I hope I am wrong, and we see progress take off, but it should be a much slower integration (which is okay).
Data, robotics, and accelerating progress
Robotics and control-based agents don't have all the luxuries of language: abundant pretraining data, digital-only domains, extremely structured, etc. I still believe we'll start to see breakthroughs through common engineering approaches: accumulate the biggest and cleanest datasets, scale up models with the right inductive bias, and repeat. The only problem is that you can't really scrape datasets for robotics, you tend to need to build them.
The way that the flywheel starts to spin for robotics ML data is for robots to start to get beachheads in society. We have vacuums, we have self-driving cars, we have manipulation arms. We need more and we need the data to be accessible by a central entity. If this doesn’t happen, I don’t see another way for the spark to signal a step change in robotics work from an AI point of view.
I would love to see a link between YouTube videos, world understanding, and control, but that seems a bit too far out. Adept AI, who recently released an 8B parameter open-source LLM, is seemingly training a model on things like YouTube tutorials (the model release has unused code components of visual layers).

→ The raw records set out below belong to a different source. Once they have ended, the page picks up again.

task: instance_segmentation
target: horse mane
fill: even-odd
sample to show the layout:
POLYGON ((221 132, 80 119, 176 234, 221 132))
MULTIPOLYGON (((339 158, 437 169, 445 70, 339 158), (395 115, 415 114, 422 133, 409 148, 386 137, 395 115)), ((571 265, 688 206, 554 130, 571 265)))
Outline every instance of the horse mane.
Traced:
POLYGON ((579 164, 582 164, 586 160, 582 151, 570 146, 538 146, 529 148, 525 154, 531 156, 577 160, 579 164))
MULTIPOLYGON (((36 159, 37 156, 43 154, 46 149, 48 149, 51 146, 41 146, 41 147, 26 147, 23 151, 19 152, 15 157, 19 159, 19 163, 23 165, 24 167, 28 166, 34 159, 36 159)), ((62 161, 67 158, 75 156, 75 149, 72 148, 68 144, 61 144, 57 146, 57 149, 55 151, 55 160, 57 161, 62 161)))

This would be one step in that direction, but there has not yet been a strong demonstration of understanding transferring to low-level control — it transfers to basic reasoning, like what should I try and do, not how do I do it.
Robotics seems to be the final frontier of the bitter lesson and how more data can defeat all other blockers - I’m very curious how it ends. If data can end up being the trend that defeats Moravec's paradox, there are very few things I wouldn't bet on AI solving. For that reason, following progress in robotic learning will always be a great litmus test during the great phase shift we are experiencing.
Pre-paywall: Thanks to Ted Xiao and
for useful conversations that helped bootstrap this post over the last year (I’ve wanted to get back into robotics for a while)Humanoid robot investment confusion
I’ve been confused for a long time with the likes of Tesla’s Optimus, 1X Robotics, Agility Robotics, etc.’s seemingly totally unfounded hype on the humanoid form factor.
To be clear, I don’t think Tesla will make a mass-market robot available within 15 years, and I don’t think anyone would want to buy one for many years after that.